Hawaii Right to Try Legislation Receives Bipartisan Support
by Dustin Siggins, Heartland Institute, February 28, 2016
Hawaii may become the 25th state to adopt a “right to try” law, legislation that would enable medicine and medical device manufacturers to offer eligible terminally ill patients “investigational drugs” and “experimental treatments” the U.S. Food and Drug Administration (FDA) has not fully approved.
Although neither bill would override federal agency rules, House Bill 1013 and Senate Bill 2181 would create a path under state law for terminally ill patients to try drugs and devices that have passed one round of FDA testing.
Five Democrats in each chamber are sponsoring the legislation, for which at least one Republican in each house has voted in committee, though the bills are not identical. HB 1013, referred to the House Judiciary Committee on February 18, resembles an active Maryland right to try bill that defines an “eligible patient” as a person with documentation proving he or she has received a terminal diagnosis and a physician’s recommendation to try experimental treatment, consented to the new treatment, and has already considered all treatment options currently approved by FDA.

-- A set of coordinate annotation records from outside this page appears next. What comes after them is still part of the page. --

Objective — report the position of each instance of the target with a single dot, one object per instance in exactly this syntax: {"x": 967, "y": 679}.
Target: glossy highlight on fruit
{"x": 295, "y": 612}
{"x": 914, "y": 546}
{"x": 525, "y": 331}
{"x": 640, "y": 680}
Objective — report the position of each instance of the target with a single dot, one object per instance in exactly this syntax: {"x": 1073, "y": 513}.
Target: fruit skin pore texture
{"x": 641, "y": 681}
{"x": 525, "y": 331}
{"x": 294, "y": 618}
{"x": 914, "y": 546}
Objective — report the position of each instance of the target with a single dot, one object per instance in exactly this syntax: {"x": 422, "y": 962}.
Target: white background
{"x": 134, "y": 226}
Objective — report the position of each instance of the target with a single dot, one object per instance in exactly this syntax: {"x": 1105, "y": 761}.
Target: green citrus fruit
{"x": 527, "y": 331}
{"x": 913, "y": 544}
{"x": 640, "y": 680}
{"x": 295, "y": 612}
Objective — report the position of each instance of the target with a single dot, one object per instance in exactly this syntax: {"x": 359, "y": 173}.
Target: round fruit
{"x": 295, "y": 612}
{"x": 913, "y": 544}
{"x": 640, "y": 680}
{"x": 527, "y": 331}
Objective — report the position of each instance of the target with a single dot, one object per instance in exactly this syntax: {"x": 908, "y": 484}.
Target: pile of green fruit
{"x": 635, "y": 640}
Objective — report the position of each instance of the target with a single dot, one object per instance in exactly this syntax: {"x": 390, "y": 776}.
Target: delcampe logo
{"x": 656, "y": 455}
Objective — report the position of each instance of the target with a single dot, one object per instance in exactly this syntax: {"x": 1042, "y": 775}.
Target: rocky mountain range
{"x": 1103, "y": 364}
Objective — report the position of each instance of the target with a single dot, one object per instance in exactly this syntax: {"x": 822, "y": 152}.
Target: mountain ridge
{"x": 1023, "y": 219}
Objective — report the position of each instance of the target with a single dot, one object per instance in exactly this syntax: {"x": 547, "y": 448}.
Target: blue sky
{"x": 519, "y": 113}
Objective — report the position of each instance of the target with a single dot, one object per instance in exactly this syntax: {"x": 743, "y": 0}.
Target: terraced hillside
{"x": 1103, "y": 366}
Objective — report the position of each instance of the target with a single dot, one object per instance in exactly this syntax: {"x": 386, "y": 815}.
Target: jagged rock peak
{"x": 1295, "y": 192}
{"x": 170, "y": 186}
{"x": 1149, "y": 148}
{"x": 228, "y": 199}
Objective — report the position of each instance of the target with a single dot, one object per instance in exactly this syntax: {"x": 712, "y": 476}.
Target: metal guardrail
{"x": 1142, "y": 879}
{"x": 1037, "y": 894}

The Senate version, referred to the Senate Judiciary and Labor committee on February 11, defines an eligible patient as one who meets the above criteria and has “been unable to participate in a clinical trial within one hundred miles of the patient’s home address” or one who has “not been accepted to the clinical trial within one week” of completing the application process.
Payments and Penalties
Keli’i Akina, president and CEO of the Grassroot Institute of Hawaii, says state lawmakers are taking care to specify who would be obligated to pay for experimental treatments under the right to try legislation and whether doctors and drug developers would be liable if treatment fails.
“The Hawaii [bill] is still a work in progress, and both committees that have passed it have attempted to refine some of the definitions involved, especially in regards to who qualifies as an eligible patient and what constitutes informed consent,” Akina said. “The current incarnation of the bill in the Hawaii legislature is careful to specify that health plans, insurers, and government agencies are not responsible for paying for treatment. There are also efforts to clearly limit the manufacturer’s and doctor’s liability under the law when a patient chooses to pursue experimental treatment.”
The current FDA approval system penalizes drug developers when their products fail to cure terminal illnesses, creating a disincentive for them to offer their drugs outside of FDA’s strict compassionate-use process, says Christina Sandefur, executive vice president at the Goldwater Institute.
“The biggest fear among drug makers is that participation in compassionate use could endanger clinical trials that typically go on for more than a decade and cost in excess of $1 billion,” Sandefur said. “If the already terminal patient dies after taking the treatment—which can happen; the patient is terminal and the treatment is a long shot—that counts against the drug in clinical trials, and the FDA can and has suspended clinical trials because of the death of a patient in a compassionate-use case.”
No Time to Lose
Right to try laws are designed to accelerate the process by which terminally ill patients can try treatments restricted by FDA. Sandefur says the federal agency’s approval process can take more than a decade.
“Millions of Americans are dying this year from terminal illnesses for which there are treatments and cures,” Sandefur said. “The problem is that the FDA has a very archaic process for approving treatments for people with life-threatening diseases. The FDA’s process is designed to help people 15 years from now, not today. You don’t walk around with a 15-year-old phone in your pocket, and when your life is on the line, you shouldn’t be forced to settle for 15-year-old treatments.”
Sandefur says former San Diego State University professor David Huntly might have beaten his terminal illness had FDA’s drug-approval process not been so slow.
“Two years ago, a man named David Huntley was diagnosed with Lou Gehrig’s disease,” Sandefur said. “He was an ironman athlete, a professor, and a father, and he wasn’t about to go down without a fight. In 2015 he testified, ‘Without any treatment, I will pass in six to nine months. How is keeping me from investigational treatments saving my life? … At the very least, it gives me something to fight back against this horrendous disease.’ Dr. Huntley never got access to the treatment he sought, and he passed on a few months ago.”
‘Gut-Level Sense of Freedom’
Akina says because many in Hawaii have a “strong sense of dependence on the federal government,” right to try laws have yet to gain broad-based support, but the Hawaii bills have potential to unite people across party lines.
“Right to try laws appeal to a gut-level sense of freedom and individual rights, regardless of what the prevailing political makeup of that state may be,” Akina said. “The idea that the federal government can prevent someone fighting a terminal diagnosis from trying anything and everything to survive goes against our fundamental notions of individual liberty and compassion. That’s what makes this one of the issues that can unite people from across the political spectrum.”